The right side of the Hourglass features 3 quality pitches and spectacular views of the West Face of El Cap. Except for a 20 ft section of burly offwidth, most of the climb is pretty moderate and features lots of fun hand-jamming and mellow chimney climbing.

Pitch 1: Start in a clearing amidst a bunch of manzanitas. Do a boulder problem up the face to reach some ledges and then climb the right facing corner. There are a couple 5.9 bulges that are a bit awkward but mostly secure thanks to good handjams. This will take you to a nice flat belay ledge.

Pitch 2: Climb the beautiful handcrack in the corner until it widens to fists and then offwidth. By the time it becomes offwidth it's pretty low-angle and no problem. The pitch finishes at the tree. This tree will be your nemesis on both the way up and the way down. Climbing up into it is a pain and it's branches like to grab your clothing. Belay hanging awkwardly from the tree, which spooked me out a bit because I couldn't figure out where the trees roots are. But the tree's definitely alive so it must have roots right?
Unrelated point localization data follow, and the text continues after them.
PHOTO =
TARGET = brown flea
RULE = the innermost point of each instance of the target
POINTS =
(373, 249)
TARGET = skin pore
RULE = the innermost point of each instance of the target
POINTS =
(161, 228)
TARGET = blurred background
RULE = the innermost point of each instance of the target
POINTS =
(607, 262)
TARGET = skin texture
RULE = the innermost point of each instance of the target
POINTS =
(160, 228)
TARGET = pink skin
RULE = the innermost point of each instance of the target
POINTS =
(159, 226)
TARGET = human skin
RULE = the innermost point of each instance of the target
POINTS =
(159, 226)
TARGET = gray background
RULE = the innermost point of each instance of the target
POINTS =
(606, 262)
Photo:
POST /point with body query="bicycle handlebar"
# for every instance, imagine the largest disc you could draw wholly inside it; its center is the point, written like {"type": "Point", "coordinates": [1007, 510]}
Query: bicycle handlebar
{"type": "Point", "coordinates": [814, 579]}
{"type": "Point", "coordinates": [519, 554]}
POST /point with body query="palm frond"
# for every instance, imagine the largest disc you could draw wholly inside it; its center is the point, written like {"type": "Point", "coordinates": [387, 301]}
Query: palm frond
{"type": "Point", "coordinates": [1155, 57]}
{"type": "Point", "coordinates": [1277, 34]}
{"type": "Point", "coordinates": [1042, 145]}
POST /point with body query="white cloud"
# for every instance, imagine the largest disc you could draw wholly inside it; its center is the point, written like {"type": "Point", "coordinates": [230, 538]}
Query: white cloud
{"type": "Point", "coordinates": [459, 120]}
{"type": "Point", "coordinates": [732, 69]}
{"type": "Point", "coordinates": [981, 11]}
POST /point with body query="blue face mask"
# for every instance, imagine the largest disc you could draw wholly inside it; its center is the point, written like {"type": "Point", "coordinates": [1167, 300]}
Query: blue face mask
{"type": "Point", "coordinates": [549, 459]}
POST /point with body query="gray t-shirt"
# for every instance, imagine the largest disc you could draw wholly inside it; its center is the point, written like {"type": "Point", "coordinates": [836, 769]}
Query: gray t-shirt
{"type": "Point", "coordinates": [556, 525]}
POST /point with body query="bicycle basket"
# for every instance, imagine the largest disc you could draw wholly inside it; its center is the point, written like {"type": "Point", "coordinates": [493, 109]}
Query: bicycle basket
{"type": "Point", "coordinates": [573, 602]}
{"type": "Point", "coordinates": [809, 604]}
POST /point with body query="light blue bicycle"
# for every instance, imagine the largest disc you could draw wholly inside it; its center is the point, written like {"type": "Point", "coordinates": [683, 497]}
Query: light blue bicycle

Pitch 3: Grapple your way up to the top of the tree to reach the start of the crux offwidth. If you don't want key beta then skip this paragraph... but the only way I figured out to get up it is to lieback the first few feet up to a key foothold. Then standing on this foothold I was able to transition into the crack and only had a few more feet of stout 10a offwidthing before I could squeeze inside. It would help to have two #6 Camalots since you could place one at the start before you lieback, and one sort of tipped out #6 once you start offwidthing. Trying to offwidth right from the start seemed more like 10+ to me. Also if you are a big person this will be harder than 10a. Once you're inside, it's just chimney climbing all the way to the top of the Hourglass. Belay at a bolted anchor on the outside of the pinnacle.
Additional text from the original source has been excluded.